Portrait of the artist as a young man April 27, 2015 13:30
Goh Poh Seng with his wife, Margaret, on the front steps of their home in Vancouver. Image courtesy of the Estate of Goh Poh Seng.
GOH POH SENG was a literary pioneer. He wrote Singapore's first novel If We Dream Too Long (1972) which depicts the hopes and frustrations of young people in the newly independent country.
He also wrote the 1966 play about family life titled When Smiles Are Done, which represents an early attempt to capture Singlish on stage. To do that, he spent a year and a half "hanging around public places with a tape recorder and listening to how people spoke".

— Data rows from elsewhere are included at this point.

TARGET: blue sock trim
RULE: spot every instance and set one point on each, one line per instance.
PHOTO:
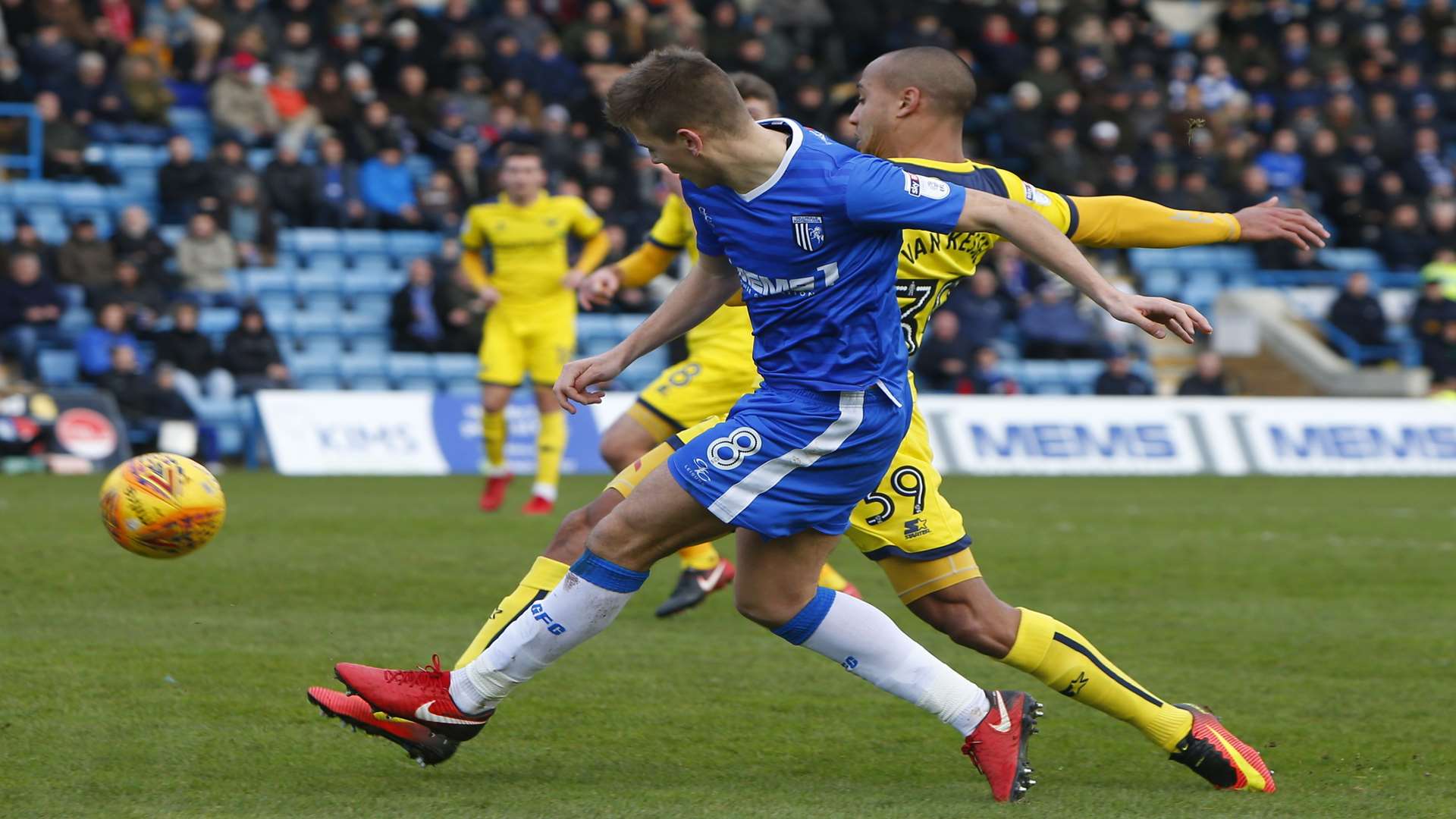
(601, 572)
(810, 617)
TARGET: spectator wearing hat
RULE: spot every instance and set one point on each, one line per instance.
(85, 259)
(251, 354)
(240, 108)
(30, 311)
(95, 344)
(199, 366)
(419, 312)
(1357, 312)
(140, 299)
(204, 256)
(1119, 378)
(182, 181)
(388, 190)
(1053, 328)
(289, 187)
(1207, 378)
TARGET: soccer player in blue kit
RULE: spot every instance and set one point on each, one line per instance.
(808, 231)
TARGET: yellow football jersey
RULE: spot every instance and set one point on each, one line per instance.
(529, 246)
(727, 335)
(930, 264)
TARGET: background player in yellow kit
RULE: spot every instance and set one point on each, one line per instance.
(913, 104)
(532, 325)
(717, 373)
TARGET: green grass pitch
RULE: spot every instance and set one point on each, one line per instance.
(1315, 615)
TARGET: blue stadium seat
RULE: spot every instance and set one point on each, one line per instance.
(83, 194)
(313, 281)
(410, 366)
(373, 264)
(421, 384)
(408, 243)
(456, 366)
(359, 365)
(331, 346)
(372, 305)
(363, 242)
(57, 368)
(373, 384)
(74, 295)
(31, 193)
(324, 261)
(318, 381)
(309, 322)
(305, 365)
(216, 319)
(373, 283)
(373, 344)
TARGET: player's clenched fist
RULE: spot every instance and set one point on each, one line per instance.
(599, 287)
(582, 373)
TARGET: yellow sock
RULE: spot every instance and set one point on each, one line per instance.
(1059, 656)
(701, 557)
(832, 579)
(551, 447)
(544, 576)
(492, 430)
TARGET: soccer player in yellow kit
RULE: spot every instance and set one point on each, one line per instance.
(532, 321)
(912, 105)
(717, 373)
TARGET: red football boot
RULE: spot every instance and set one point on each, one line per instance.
(422, 746)
(1215, 754)
(421, 695)
(998, 746)
(494, 493)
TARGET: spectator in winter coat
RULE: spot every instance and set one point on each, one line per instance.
(1206, 378)
(239, 107)
(389, 191)
(85, 259)
(204, 256)
(193, 356)
(1120, 379)
(30, 308)
(1357, 314)
(93, 347)
(251, 354)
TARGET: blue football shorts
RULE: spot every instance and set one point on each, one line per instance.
(786, 461)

Goh died in 2010 at the age of 73. But even though he was diagnosed with Parkinson's disease in 1995, he continued to write short stories, a number of which appear in this new book published posthumously by Ridge Books of NUS Press.
Tall Tales and Misadventures of a Young Westernized Oriental Gentleman is a collection of stories about his student days in 1950s Ireland where he had been sent at the age of 16 by his Malaysian family to study towards becoming a doctor.
It appears that it was in Ireland that Goh truly came of age. Bright, curious and cocky (he refers to himself as a "sexy fellow"), he led a bohemian lifestyle despite having earlier converted to Catholicism "on account of acute loneliness and homesickness".